At 8, he also learned that he was adopted.
Those twin realizations immediately inspired him. Emboldened by the first, stung by the second, he vowed that henceforth he'd be his own person, independent and self-reliant. "I made a deal with myself. I'd take no money from them," he says of his quiet rebellion with his parents.
He sold newspapers. He mowed lawns. He ran a gas station. To pay his way through college, he started a sign business, which he later parlayed into an advertising and marketing agency. On weekends, he painted and sculpted.
Frank Arnold, framed by ancient wood door from Guadalajara |
At 8, Arnold and his family were living at Bakersfield in the southern San Joaquin Valley. One event of the local fair was a flower-arranging contest. He entered it, and his arrangement won a blue ribbon. "I just liked color a lot. I couldn't believe how beautiful colors could be," he recalls.
At around that time he learned rather off-handedly that he'd been adopted. "I was reading a newspaper, and an article had the word 'adoption.' I asked my mother, 'What's adoption mean?' She said that that's what happens when someone can't take care of you. I asked her if I knew anyone who'd been adopted. She said, 'You are.' I thought the way she told me was really rude," Arnold says. "My (adoptive) mother often was sick. She didn't care for me. My father was a truck driver who wasn't home a lot. We were semi-poor, so I was kind of on my own already when I made that deal with myself to be self-sufficient."
Since then, the number "8" has stood for his signature on many of his pieces. "That's me," he says of the number. "It's a loving number for me."
He's never met his biological father, who was in the U.S. Coast Guard when he was conceived. He met his biological mother when he was in his 30s, and they're grown close.
Frank Arnold with his painting "The Wiz" |
The walls of the gallery are hung with his large canvases, most of which feature a tall, lean and solitary figure, their faces sketchy. They can be ghostly, yet also taut, conveying tension and power. His colors can range from muted to luminous, and at times the oils are applied so thickly that ridges emerge in relief from the flat panels. His paintings have been likened to the figurative works of the late Stanford University abstract expressionist Nathan Oliveira, and in Arnold's takes on guitars and dogs can be sensed the hand of Pablo Picasso, but he says he hasn't drawn inspiration from anyone but himself. "I never paid attention to anyone. I did my own thing," Arnold says.
As abstract as they are, virtually each painting is autobiographical. He refers to them as an entry in a diary, a chapter from his past or present. "They're stories about my life. I daydream while I paint, and go with that. They can be whimsical, painful, ironic," Arnold says. Family members will figure in this or that painting, sometimes via secret codes he etches here and there. He figures he's gone through four periods so far. One dwelled on mother and child. Another sprung from past incidents in his life. Nowadays he's focused on current events. "They're my stories," he says of his paintings, "but other people often bring their own stories to the paintings. The paintings trigger something in their own lives. Women especially break down and start to cry. They've lost something or someone, a love or a spouse."
Frank Arnold's "Cabo Bird" |
The more carefree paintings tend to spring from his time in San Jose del Cabo. Paintings completed in Fresno are more structured, he says. "Life in America is more structured, more regimented, tighter," Arnold says. "You can mark every day in America by something stressful that happens to you. Here, the days float away, life disappears faster here; there are no stress points."

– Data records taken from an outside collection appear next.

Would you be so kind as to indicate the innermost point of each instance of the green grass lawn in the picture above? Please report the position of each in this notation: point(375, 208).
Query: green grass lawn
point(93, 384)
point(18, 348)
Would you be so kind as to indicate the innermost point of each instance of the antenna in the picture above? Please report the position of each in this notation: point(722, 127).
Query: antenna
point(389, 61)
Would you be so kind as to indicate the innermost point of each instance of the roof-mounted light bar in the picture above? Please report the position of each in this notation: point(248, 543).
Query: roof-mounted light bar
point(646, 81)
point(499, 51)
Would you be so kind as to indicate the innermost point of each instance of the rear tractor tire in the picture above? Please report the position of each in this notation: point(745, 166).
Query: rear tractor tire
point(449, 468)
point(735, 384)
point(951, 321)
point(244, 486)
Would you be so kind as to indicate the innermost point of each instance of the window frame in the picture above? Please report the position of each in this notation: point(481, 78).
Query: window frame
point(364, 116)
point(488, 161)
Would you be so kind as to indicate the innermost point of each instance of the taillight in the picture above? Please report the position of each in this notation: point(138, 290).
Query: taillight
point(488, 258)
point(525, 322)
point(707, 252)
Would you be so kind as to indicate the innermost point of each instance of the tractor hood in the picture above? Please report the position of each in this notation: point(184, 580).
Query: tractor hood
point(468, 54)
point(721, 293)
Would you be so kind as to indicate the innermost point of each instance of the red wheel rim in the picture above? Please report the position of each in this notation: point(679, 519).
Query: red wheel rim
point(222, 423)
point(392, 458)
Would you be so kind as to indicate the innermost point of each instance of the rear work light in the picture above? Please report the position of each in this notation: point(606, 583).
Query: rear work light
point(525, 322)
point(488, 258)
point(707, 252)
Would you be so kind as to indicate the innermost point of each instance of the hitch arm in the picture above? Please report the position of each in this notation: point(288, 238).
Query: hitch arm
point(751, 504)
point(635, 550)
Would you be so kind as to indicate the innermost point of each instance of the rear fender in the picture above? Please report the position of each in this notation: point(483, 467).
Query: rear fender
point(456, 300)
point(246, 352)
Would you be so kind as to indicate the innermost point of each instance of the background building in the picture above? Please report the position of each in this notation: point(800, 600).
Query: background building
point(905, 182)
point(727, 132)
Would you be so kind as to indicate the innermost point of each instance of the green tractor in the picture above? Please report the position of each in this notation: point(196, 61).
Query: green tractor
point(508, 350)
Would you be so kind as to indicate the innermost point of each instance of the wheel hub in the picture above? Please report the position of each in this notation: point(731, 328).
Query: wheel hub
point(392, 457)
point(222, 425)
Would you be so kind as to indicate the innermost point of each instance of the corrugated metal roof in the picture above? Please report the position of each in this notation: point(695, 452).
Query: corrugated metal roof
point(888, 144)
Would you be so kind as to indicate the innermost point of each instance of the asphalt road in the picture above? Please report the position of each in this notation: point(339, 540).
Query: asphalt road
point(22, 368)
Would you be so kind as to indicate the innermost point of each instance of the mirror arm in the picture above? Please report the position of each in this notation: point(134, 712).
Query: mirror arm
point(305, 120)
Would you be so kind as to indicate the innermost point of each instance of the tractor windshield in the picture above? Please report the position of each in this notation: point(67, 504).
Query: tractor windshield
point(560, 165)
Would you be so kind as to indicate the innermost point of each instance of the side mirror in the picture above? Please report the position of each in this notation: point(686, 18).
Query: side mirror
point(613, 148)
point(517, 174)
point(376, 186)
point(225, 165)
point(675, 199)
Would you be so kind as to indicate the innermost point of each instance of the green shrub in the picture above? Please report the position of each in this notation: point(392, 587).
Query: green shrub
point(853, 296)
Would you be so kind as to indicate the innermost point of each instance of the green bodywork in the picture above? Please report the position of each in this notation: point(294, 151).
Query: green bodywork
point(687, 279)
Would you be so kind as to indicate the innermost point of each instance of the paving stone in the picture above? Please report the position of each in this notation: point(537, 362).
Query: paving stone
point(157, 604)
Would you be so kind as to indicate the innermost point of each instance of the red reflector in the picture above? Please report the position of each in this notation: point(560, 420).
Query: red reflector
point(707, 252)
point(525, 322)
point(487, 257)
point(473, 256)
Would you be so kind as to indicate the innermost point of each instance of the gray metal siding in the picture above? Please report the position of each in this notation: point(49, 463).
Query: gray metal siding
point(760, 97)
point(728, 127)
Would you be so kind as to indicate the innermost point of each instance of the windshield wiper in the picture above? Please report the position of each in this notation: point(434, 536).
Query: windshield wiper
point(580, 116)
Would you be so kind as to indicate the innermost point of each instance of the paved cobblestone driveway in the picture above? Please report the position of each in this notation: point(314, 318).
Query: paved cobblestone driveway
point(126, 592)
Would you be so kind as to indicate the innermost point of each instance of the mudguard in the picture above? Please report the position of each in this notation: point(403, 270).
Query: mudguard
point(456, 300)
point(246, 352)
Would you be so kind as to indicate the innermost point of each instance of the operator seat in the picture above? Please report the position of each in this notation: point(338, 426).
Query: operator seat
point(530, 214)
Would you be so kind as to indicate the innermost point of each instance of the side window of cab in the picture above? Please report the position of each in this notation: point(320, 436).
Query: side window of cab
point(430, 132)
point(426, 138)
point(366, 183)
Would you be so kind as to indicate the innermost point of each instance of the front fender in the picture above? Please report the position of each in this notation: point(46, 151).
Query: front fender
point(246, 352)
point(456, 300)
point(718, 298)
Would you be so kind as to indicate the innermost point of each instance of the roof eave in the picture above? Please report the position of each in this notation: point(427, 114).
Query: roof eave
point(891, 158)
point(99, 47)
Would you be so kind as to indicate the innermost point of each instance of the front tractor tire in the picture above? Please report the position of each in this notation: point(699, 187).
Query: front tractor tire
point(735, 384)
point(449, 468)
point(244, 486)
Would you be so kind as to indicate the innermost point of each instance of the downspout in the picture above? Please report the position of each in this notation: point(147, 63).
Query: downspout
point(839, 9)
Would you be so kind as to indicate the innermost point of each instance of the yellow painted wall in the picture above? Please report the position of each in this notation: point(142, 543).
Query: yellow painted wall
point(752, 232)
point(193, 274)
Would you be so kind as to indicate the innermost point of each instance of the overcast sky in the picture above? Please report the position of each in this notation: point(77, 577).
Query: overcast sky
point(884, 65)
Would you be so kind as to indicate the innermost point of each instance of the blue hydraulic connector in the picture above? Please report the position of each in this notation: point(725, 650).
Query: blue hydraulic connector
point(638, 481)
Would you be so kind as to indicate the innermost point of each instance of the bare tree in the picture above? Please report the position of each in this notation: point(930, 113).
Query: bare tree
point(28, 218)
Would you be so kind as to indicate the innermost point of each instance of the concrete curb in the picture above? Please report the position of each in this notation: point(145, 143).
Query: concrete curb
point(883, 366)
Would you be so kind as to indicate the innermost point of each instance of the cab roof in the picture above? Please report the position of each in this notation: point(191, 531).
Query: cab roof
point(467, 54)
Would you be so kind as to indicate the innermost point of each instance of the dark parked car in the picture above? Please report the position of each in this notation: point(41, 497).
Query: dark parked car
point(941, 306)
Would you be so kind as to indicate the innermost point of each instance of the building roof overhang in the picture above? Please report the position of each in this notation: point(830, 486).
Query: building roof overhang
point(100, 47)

Born in Long Beach, Arnold spent his formative years in Visalia and Bakersfield before his family settled in Fresno. He graduated from McLane High School in Fresno in 1969. Five years later he earned an associate of arts degree in art at Fresno City College. He continued to study art at Fresno State College, but dropped out to teach art at night school in nearby Clovis. When he discovered that he both didn't like teaching and wasn't particularly good at it, he went into marketing. On weekends, away from his ad agency, he sculpted and painted "for fun." Before long, his artwork had made him "semi-successful."

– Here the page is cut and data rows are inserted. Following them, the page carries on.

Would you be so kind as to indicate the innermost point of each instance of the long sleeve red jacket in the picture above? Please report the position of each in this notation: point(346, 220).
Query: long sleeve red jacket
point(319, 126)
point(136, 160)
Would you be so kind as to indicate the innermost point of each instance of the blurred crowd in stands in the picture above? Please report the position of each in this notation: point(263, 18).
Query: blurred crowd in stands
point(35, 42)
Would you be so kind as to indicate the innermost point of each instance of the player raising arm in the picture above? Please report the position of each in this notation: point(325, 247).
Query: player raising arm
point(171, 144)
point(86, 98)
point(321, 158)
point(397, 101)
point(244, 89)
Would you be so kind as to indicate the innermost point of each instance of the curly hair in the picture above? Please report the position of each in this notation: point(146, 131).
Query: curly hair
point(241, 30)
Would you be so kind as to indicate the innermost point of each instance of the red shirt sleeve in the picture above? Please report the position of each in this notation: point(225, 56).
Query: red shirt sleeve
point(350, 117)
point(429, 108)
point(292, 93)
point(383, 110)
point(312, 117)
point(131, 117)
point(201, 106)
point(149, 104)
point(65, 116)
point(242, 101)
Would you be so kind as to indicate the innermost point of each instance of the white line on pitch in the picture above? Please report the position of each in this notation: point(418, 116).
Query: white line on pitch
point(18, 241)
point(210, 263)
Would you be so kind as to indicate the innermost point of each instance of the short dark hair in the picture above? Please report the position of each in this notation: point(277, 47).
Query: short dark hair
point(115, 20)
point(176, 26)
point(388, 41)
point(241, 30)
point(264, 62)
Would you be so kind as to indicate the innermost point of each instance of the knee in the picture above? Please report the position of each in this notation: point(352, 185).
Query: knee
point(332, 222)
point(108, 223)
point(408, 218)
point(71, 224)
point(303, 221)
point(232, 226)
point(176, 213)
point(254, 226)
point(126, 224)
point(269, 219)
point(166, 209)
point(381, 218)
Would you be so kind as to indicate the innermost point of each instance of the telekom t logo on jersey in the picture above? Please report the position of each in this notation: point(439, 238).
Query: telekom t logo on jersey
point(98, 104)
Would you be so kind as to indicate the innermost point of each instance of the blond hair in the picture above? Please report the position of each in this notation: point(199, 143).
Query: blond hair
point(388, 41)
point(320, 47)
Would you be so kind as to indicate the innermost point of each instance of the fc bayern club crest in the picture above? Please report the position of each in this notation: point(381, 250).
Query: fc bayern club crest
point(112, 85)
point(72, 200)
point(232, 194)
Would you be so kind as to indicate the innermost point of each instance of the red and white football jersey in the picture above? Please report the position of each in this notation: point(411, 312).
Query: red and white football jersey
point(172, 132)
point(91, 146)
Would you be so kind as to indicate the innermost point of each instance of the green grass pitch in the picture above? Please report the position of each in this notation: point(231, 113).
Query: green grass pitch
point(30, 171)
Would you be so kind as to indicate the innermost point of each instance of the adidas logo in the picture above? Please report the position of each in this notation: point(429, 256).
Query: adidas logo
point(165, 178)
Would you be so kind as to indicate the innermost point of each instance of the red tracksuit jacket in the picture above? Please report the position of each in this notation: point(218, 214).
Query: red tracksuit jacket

Decanters of tequila await guests at Frank Arnold's gallery |
He will stay in San Jose del Cabo a little longer than usual this spring, primarily to see what develops when the G20 summit convenes in the town's new conference center in June. The gathering is to draw hundreds of finance ministers, presidents, diplomats and other dignitaries from the world's most prosperous economies. He doesn't know or even care whether he will sell any art during the conclave, but he has a hunch that he will get at least some beneficial exposure.

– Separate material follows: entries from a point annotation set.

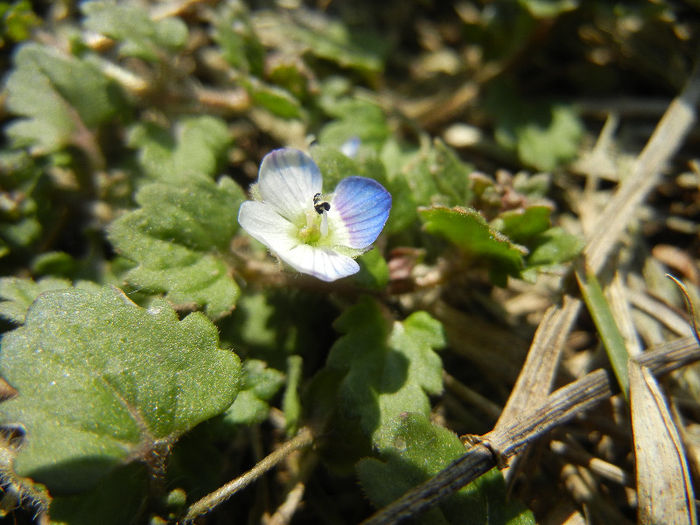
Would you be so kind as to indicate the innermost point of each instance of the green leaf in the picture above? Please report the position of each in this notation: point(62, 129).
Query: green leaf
point(548, 145)
point(16, 21)
point(418, 450)
point(548, 8)
point(468, 230)
point(21, 200)
point(275, 99)
point(258, 385)
point(194, 145)
point(522, 225)
point(544, 135)
point(138, 35)
point(610, 334)
point(179, 238)
point(319, 35)
point(103, 382)
point(116, 499)
point(17, 294)
point(291, 403)
point(436, 175)
point(374, 270)
point(236, 36)
point(58, 96)
point(355, 117)
point(554, 246)
point(389, 368)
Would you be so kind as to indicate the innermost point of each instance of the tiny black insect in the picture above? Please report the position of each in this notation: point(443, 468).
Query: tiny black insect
point(320, 206)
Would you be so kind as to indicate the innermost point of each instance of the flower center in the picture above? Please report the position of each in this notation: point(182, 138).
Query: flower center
point(316, 226)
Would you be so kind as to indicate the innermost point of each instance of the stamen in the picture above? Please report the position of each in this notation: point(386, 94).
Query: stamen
point(324, 223)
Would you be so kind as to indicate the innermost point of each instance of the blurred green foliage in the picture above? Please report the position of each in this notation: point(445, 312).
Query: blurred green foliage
point(133, 131)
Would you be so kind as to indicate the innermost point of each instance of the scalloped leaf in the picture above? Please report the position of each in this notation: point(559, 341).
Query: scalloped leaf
point(389, 368)
point(16, 295)
point(59, 97)
point(259, 384)
point(179, 238)
point(418, 450)
point(194, 145)
point(102, 382)
point(132, 26)
point(470, 232)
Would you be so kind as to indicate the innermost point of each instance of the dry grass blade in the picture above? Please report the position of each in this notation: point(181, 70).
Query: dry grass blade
point(500, 446)
point(664, 490)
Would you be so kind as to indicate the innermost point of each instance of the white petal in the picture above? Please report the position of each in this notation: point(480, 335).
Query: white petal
point(322, 263)
point(288, 180)
point(363, 205)
point(263, 223)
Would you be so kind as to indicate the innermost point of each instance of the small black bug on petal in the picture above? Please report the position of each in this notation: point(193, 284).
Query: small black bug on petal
point(319, 205)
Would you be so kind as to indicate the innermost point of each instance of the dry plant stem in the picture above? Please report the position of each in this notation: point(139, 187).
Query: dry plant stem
point(663, 144)
point(302, 440)
point(664, 488)
point(660, 311)
point(472, 397)
point(500, 445)
point(596, 465)
point(538, 371)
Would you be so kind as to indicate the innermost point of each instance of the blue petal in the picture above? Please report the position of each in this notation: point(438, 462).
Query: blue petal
point(288, 180)
point(363, 205)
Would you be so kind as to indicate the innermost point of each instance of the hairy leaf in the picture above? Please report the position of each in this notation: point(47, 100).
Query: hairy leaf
point(179, 238)
point(468, 230)
point(131, 25)
point(418, 450)
point(390, 368)
point(195, 145)
point(16, 295)
point(59, 96)
point(103, 382)
point(258, 385)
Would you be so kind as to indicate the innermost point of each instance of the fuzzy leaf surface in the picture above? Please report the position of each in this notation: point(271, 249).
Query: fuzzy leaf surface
point(178, 238)
point(390, 368)
point(259, 384)
point(195, 145)
point(468, 230)
point(16, 295)
point(58, 96)
point(102, 382)
point(138, 35)
point(418, 450)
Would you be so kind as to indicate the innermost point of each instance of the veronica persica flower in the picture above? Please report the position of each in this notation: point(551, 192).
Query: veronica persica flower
point(313, 232)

Aside from that, the compound he's built and the lifestyle he's created have worked out just as he envisioned when he thought of them more as fantasy than realistic goal. "I wanted a studio where I could work and a gallery where I could sell. I wanted a pretty simple life, and I think it has happened. I didn't expect to be a Fresno boy selling paintings to people from New York and Chicago in San Jose del Cabo. I've been blessed."